Engineering a robust built-in electric field (IEF) is favorable for boosting carrier separation and achieving high photocatalytic performance. Herein, we developed a donor-acceptor conjugated polymer-based S-scheme heterojunction, utilizing both intramolecular and interfacial IEF to enhance carrier separation and achieve superior photocatalytic performance. Specifically, the intramolecular IEF was established by introducing 1,6-dibromopyrene into carbon nitride (CN) to form 1,6-dibromopyrene grafted CN (CNPy). Concurrently, the S-scheme heterojunction was formed by coupling CNPy with CdSe nanoparticles to create an interfacial IEF. Experimental findings demonstrated that the combined effect of intramolecular and interfacial IEF within the CdSe/CNPy heterojunction significantly improved the carrier separation and retained strong redox capacity.

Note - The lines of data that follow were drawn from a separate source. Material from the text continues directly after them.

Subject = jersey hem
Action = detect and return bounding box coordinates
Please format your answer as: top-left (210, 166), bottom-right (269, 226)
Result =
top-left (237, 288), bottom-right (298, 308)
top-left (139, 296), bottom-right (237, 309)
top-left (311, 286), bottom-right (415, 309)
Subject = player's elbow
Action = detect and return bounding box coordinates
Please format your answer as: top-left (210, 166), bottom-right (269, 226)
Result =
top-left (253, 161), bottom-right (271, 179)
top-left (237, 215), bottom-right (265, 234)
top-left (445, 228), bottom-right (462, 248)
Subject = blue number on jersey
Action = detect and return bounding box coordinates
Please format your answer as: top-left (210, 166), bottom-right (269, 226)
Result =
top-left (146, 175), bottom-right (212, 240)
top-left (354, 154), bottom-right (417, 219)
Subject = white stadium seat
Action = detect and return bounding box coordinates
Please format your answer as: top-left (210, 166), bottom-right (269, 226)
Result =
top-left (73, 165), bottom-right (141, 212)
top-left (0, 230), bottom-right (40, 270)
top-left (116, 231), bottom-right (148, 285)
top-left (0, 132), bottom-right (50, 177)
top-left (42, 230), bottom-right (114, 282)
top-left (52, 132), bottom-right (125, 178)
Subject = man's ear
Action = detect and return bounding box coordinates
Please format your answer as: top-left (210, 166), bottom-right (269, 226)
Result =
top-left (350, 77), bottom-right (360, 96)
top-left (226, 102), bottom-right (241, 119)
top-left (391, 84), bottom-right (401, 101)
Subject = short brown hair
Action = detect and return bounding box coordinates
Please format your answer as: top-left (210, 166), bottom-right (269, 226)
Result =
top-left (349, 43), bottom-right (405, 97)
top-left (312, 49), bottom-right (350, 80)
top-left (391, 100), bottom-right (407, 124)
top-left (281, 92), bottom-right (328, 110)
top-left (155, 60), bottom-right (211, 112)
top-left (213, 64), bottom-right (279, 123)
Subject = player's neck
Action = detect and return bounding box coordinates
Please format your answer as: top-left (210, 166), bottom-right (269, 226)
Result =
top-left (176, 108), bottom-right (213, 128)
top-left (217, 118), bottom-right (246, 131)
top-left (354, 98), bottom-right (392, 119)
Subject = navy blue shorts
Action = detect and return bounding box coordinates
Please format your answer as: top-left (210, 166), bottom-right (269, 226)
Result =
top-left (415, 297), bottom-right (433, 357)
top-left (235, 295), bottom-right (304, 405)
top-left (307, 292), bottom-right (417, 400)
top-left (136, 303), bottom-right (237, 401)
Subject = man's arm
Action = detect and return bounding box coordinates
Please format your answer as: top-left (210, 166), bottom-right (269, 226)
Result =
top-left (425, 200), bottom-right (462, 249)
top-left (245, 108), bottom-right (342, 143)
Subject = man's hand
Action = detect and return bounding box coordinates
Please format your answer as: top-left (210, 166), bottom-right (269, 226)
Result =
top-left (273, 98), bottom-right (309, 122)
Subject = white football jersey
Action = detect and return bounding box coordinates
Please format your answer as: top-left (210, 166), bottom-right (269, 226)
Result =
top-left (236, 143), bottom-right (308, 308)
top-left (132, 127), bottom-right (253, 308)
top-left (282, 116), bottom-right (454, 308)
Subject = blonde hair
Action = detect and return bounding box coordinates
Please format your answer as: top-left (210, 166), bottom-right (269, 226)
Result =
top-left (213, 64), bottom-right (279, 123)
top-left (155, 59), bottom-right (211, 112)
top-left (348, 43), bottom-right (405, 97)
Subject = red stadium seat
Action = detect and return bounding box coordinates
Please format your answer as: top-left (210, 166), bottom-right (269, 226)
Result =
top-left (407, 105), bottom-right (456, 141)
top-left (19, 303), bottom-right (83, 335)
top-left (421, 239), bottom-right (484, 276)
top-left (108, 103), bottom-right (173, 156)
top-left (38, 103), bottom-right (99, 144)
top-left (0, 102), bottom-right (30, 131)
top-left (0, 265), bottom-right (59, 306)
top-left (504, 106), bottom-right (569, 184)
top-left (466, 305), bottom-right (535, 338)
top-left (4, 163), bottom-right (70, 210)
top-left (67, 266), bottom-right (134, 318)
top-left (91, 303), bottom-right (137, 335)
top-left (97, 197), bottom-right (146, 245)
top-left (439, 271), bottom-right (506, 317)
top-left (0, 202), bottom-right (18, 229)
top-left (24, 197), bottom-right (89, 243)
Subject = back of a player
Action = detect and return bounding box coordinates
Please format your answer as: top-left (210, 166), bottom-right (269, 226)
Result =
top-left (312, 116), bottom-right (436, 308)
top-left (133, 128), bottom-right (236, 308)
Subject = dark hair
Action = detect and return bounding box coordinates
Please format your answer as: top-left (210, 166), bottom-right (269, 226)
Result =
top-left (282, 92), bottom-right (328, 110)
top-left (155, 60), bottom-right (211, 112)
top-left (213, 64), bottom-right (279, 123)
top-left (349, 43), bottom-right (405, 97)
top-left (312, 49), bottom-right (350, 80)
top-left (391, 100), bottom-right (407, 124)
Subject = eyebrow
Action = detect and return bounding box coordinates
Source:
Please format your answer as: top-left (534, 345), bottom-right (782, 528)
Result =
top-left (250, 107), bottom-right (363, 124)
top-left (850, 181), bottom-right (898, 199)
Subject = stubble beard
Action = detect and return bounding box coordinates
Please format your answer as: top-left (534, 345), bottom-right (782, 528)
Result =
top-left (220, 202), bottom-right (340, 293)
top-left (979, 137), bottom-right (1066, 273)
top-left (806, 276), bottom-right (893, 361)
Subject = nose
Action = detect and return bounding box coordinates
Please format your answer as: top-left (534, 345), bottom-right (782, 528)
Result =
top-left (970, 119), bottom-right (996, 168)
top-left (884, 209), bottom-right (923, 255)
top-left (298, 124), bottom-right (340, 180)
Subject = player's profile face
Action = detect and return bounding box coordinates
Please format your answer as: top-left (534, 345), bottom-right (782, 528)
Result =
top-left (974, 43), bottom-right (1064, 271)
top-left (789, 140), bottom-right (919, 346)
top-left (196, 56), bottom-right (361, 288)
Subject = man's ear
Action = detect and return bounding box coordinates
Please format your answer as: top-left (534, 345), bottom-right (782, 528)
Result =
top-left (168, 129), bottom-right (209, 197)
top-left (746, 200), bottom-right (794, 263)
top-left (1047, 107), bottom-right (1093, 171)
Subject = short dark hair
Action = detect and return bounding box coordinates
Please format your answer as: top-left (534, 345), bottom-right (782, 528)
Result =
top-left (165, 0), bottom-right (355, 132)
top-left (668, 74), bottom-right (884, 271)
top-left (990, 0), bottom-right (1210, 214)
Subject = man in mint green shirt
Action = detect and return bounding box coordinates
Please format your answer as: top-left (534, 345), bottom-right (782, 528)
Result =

Benefiting from these advantages, the optimized composite, 100%CdSe/CNPy-0.2, showed the highest H2 generation rate of 1.16 mmol·g−1·h−1, surpassing those of pure CNPy-0.2, CdSe and 100%CdSe/CN by 58, 2.2 and 2.32 times, respectively. This study introduces an innovative design strategy for IEF-regulated conjugated polymer-based materials, paving the way for efficient solar-to-chemical energy conversion.